Inside Education and Health Sciences

Look Up
By Jillian Poole '27
The deepest form of human connection is the ability to immerse yourself in someone else's world. This power of resonance has vast abilities, from bridging racial divides to simply relieving your friend of the heartbreak they carry. In our swirling world of modern technologies, we're losing this capacity to be present with others. We're bombarded with endless notifications, dragging us into an isolating spiral of diminishing attention spans. Drawing ideas from Johann Hari's narrative in Stolen Focus, it's increasingly evident that technology is negatively affecting our ability to feel true empathy for others by sucking us into a world of distractions and individualistic thinking.
As a future teacher, I worry about what this means for my rapport with my students, and their relationships with each other.
The rise of media use in daily life has caused us to constantly feel a pull toward a device. Engrained through hours of working on laptops or mindlessly scrolling social media, checking notifications has become habitual. The average person checks their phone every twelve minutes, leaving us with little sense of sustained focus.

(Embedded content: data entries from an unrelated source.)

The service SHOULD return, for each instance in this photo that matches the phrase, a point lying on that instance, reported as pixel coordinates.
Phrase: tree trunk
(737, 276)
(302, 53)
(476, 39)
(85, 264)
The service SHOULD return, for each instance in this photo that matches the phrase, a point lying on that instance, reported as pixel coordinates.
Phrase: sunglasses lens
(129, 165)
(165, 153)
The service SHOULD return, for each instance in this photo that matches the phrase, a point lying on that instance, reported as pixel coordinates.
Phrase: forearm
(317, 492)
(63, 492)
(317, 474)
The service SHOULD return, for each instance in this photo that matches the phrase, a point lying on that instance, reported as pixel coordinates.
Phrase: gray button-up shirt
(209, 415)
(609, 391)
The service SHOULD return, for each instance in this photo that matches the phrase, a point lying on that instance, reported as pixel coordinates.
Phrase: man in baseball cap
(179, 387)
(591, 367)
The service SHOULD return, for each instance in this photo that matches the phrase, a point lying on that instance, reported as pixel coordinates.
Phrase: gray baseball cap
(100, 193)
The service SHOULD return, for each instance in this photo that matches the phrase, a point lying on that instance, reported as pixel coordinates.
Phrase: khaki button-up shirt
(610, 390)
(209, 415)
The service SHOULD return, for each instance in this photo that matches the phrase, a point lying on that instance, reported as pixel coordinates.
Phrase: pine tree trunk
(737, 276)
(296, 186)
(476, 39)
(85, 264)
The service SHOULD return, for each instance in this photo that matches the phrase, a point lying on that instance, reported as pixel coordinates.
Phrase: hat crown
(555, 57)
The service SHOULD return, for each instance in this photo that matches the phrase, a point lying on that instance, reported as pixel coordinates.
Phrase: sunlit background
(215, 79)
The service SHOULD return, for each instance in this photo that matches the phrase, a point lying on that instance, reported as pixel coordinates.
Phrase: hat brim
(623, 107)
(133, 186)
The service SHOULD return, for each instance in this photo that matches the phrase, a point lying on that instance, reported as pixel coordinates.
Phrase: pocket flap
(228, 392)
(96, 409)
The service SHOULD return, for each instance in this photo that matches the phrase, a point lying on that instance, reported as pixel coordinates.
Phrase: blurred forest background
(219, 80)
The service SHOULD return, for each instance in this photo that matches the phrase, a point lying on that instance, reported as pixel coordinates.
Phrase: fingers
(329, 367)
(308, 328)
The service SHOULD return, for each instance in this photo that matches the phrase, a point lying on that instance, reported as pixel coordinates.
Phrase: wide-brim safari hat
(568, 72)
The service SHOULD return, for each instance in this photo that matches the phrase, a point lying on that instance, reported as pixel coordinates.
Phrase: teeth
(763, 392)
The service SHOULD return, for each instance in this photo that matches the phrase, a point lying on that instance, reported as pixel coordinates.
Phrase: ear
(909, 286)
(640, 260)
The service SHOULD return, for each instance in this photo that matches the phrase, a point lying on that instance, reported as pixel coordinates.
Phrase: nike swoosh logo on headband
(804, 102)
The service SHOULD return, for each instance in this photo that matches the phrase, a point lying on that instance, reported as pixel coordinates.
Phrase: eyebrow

I feel one of the most upsetting effects of this pattern is our inability to commit our undivided attention to people around us. Hari highlights the negative effects of this when he explains, "if you see the world through fragments, your empathy doesn't kick in, in the way that it does when you engage with something in a sustained, focused way." Our brains are being rewired to process the world in short bursts at a time, as platforms such as Instagram or TikTok are designed to flood users with new stimuli every second. This means our attention span is short-circuiting, and it's more than likely when we're talking with a friend, our mind is actively resisting the temptation to succumb to an online world.
I've noticed this in my life: I'll often be sharing about my troubles to one of my roommates while they're scrolling through their phone. Even if we're conversing, their replies are often shortened to a "yeah" or "uh-huh" as the majority of their attention is fixated on the glowing screen in front of them. It deeply unsettles me as I realize this has become normal. The heart of empathy, which is the ability to understand and resonate with the feelings of others, is dwindling. It is nearly impossible to understand someone without intentionally listening, and it's disturbingly difficult to listen when we feel that pull to a screen.
I think we need to treat this epidemic as a wake up call to reconnect with the people around us, starting with small intentional efforts of simply looking one another in the eye. If we perpetuate the spiral of giving into these mechanical distractions, it won't be long before we surrender to cruelty without a care of how it affects others.
As a future teacher, I hold myself to a higher standard of accountability and plan to set intentional goals to counteract this negativity. I strive to curate a safe environment in my future classroom, where I incorporate social and emotional learning lessons and models of empathetic conversations into students' everyday life. Through little choices each day, I believe we all have the capacity to rewire this isolated behavior and reopen our hearts to those around us. For in Hari's words, "empathy is one of the most complex forms of attention we have, and the most precious."
It's our duty to protect this sacred element of humanity, and it starts with simply looking up.